KUALA LUMPUR – The public is advised to be careful not to fall victim to any investment or savings scheme that promises lucrative profits.
Checks can be made through official sources such as Semak Mule, Alert List of Bank Negara Malaysia (BN) and Security Commission (SC) before making a decision to participate in any scheme.
Malaysian Police Secretary of the Royal Malaysian Police (PDRM), Datuk Noorsiah Mohd Saaduddin said the police are investigating a scheme known as Sapiza Saving Extra (SSE) involving fraud.
According to him, up to now a total of 116 police reports have been received regarding the syndicate involved and involving losses of over RM4 million.
“Police have arrested eight individuals including the main mastermind of the Sapiza Saving Extra (SSE) Scheme syndicate on January 27.
“They were all arrested in raids around the national capital, Terengganu, Perak and Negeri Sembilan, namely two men and six women aged between 31 and 37,” he said in a statement.
Also seized in the raid was a luxury vehicle, ATM cards, mobile phones of various brands and various documents believed to be used in fraudulent activities.
According to Noorsiah, the case is being investigated under Section 420 of the Penal Code and the Anti-Money Laundering, Anti-Terrorism Financing and Proceeds of Unlawful Activities Act 2001 (AMLATFPUAA 2001).

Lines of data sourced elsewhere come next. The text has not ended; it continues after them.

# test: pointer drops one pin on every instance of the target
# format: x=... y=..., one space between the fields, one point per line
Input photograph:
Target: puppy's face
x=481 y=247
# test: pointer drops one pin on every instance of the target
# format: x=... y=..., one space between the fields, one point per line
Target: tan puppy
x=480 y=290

He explained that the initial investigation found that the scheme had been active since 2015 by offering savings based on tontine.
However, he said, starting in 2021, the scheme will start offering several new savings plans from as low as RM250 up to RM20,000 with a savings period of between two to five months.
In addition, the new scheme offered also promises a profit of 15 percent to 40 percent of the amount of money saved.
“However, since October 2022, the operator of this savings scheme has been found to have started to fail to pay off profit payments to participants,” he said.